La sociedad argentina de hoy aparece polarizada entre una abrumadora mayoría de pobres, marginales e indigentes, de trabajadores, profesionales y pequeños empresarios precarios a la que se opone una mafia depredadora rodeada por un pequeño porcentaje privilegiado de la población. Sin embargo, este corte visible y la inestable serie de eslabones sociales intermedios se encuentran atravesados por una trama cultural conservadora,red de seguridad esencial del sistema, envoltorio difícil de quebrar que bloquea las salidas, alimentando al (y nutriéndose del) proceso de decadencia, atrapando a una amplia variedad de dirigentes y estructuras políticas, sindicales y sociales cuyo rasgo común es la no-transgresión de los límites del sistema, el convencimiento irracional de que el poder es inexpugnable, todopoderoso. Al interior de ese clima ideológico degradado la “revolución” (concreta, practicable) aparece como una idea descabellada, precisamente en el momento histórico en que la vía revolucionaria, de ruptura radical contra el régimen declinante es el único camino realista, posible de superación positiva de la crisis.
Dentro de ese pantano tienen un lugar destacado el centroizquierda político en su eterna búsqueda de un capitalismo con rostro humano (recordemos al casi olvidado alfonsinismo-progre de los 80 o al Frepaso de los 90) y el oportunismo sindical, desde las andanzas de Ubaldini en los 80 hasta el doble juego (ahora al descubierto, desacreditado) de la CGT “rebelde” y de la CTA, que se esmera actualmente en imponerle un perfil “light” a la movilización piquetera reduciéndola así a la impotencia.
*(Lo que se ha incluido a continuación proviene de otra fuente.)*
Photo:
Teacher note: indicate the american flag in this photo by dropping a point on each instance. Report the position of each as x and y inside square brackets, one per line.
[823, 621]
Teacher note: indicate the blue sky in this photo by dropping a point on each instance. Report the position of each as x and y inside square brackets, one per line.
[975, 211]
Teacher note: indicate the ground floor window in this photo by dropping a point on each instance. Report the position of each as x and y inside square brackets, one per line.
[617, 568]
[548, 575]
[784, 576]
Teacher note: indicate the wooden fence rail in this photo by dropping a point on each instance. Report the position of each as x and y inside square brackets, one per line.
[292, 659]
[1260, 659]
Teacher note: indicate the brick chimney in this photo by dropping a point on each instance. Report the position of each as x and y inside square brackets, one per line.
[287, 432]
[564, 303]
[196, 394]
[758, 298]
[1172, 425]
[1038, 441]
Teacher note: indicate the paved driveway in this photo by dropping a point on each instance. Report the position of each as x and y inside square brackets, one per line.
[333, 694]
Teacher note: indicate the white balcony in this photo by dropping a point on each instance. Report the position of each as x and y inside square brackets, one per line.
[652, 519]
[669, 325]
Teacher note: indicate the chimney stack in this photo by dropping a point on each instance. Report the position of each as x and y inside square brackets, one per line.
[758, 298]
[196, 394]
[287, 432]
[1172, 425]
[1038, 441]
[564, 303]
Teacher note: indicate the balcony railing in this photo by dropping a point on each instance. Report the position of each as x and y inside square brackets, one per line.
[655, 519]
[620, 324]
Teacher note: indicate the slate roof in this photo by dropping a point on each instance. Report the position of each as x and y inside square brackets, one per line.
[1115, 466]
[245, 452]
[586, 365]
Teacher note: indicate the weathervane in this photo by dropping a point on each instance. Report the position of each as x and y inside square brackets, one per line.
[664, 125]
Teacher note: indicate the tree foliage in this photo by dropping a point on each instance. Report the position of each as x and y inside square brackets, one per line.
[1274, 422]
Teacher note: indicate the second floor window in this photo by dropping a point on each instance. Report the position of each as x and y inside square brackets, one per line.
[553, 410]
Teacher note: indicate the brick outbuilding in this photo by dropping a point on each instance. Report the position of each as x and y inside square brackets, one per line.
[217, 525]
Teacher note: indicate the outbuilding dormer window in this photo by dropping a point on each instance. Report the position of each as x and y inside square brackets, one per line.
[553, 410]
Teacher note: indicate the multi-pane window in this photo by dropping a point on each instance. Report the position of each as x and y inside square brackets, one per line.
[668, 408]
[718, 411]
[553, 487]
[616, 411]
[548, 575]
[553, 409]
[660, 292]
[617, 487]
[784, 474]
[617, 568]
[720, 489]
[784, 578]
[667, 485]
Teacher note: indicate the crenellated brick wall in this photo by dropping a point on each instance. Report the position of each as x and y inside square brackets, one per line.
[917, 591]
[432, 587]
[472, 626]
Pero también debemos incluir a las izquierdas enanas, sin vocación de poder, vegetando embrolladas en sus galimatías sectarios. Todo ello forma parte de un mundo en decadencia que refuerza, remacha con su miseria moral la miseria material de los sumergidos sociales.
Temeroso de la rebeldía de los oprimidos, el sistema en crisis extrema sus dispositivos de control y bloqueo, anula o minimiza de manera virtual, comunicacional, la protesta que emerge desde el subsuelo, pero al hacerlo degrada, desprestigia a sus intermediarios, tapona las vías de escape, contribuye sin quererlo a la sobreacumulación de presión contestataria, de bronca popular. En realidad hace lo único que puede, la lógica de la crisis sobredetermina su comportamiento. Esa dinámica perversa se apoya en la ausencia de la revolución como proyecto y como bandera de lucha, antagónica a la degradación general, que sólo puede estructurarse, extenderse, consolidarse desde abajo si su enemigo capitalista retrocede, se desordena, se desestructura. El oprimido empieza a existir como ser humano, a conquistar su dignidad sólo cuando el opresor empieza a morir.

* Docente de la UBA y de la Universidad Popular de Madres de Plaza de Mayo.

1 Obviamente esta “ayuda” puede resultar insuficiente dado el elevado grado de endeudamiento público de la Argentina.
2 Philippe Lafournier, Le diagnostic. 2002 la dépendence d’une eventuelle reprise aux Etats-Unis, Centre de Prospective de L’Expansion, Paris, 7 juillet 2001.
3 Según la mayor parte de los pronósticos, las exportaciones mundiales reducirán su expansión del 13 por ciento en 2000 a menos del 3 por ciento en 2001, Ibid.
4 El endeudamiento privado individual y familiar llegaba hacia fines del año pasado a la cifra record del 120 por ciento del Producto Bruto Interno. Fuente: Bank for International Settlements (BIS), 71st. Annual Repor 2000-2001. Basilea.